Consider, for example, Social Security. This program is based on a very simple principle: The state will take money from people who have earned it — i.e., the young and productive — in order to give it to people to whom it does not belong — i.e., old people. Medicare, of course, is based on the same violation of moral principle. It involves taking money from young people into order to pay the health care costs of old people.

Yet, this is what many supporters and beneficiaries of these programs say: “All my life I put my money into a trust fund, which the government has mismanaged. I am now retiring. The value of my assets has recently fallen. I need the money. I’m not taking anyone else’s money. I’m getting my money back.”

Yet, none of this is true. It’s all just mental contortions that enable people to avoid confronting the reality of what these programs are doing — taking money that rightfully belongs to young people and middle-aged people, many of whom are struggling in life, and giving it to people to whom it does not belong — i.e., old people.

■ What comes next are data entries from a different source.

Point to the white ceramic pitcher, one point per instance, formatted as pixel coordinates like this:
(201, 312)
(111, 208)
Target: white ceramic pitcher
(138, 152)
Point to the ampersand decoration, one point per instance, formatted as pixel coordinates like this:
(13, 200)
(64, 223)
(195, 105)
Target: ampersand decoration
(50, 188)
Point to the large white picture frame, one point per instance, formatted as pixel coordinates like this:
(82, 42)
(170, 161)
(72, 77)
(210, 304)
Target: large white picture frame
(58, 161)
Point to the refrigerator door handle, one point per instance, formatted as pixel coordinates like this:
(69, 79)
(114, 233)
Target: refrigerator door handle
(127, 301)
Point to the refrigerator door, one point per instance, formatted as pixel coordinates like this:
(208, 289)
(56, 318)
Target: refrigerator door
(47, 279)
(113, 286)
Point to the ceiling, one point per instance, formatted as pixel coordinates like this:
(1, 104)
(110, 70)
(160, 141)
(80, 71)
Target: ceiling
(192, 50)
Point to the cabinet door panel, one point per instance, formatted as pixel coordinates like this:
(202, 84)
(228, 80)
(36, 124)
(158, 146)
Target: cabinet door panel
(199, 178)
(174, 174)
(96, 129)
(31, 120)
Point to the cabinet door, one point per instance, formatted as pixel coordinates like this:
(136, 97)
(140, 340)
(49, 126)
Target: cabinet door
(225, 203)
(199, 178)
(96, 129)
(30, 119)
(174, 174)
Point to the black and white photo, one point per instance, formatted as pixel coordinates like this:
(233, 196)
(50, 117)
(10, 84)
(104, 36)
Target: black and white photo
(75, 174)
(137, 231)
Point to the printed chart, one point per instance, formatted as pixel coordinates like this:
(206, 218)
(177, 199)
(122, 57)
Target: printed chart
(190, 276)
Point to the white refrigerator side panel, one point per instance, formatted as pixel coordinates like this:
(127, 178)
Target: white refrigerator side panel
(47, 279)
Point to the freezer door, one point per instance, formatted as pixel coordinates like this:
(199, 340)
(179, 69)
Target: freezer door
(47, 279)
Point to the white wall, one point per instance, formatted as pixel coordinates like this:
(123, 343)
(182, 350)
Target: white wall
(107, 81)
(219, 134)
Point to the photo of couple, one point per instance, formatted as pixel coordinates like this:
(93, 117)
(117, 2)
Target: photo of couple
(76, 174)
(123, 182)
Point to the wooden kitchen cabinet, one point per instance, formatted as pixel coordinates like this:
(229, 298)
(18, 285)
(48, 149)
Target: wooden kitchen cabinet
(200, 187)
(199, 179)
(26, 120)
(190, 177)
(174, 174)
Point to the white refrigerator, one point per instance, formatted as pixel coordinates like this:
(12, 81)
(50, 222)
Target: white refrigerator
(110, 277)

Several decades ago, elderly Americans used these socialist programs to plunder the wealth of younger people. Those old people are now dead. That younger generation that they plundered is now the old people. What they’re now saying, in reality, is this: “People who are now dead took my money from me to fund their retirement. Since they did it to me, I have the right to do it the young people today. When they get old, they will have the right to do it to their children’s and grandchildren’s generation too.”

What can be said about a nation whose people are fighting hard to maintain socialist programs that at their core violate one of the most fundamental moral principles known to man? Not very much.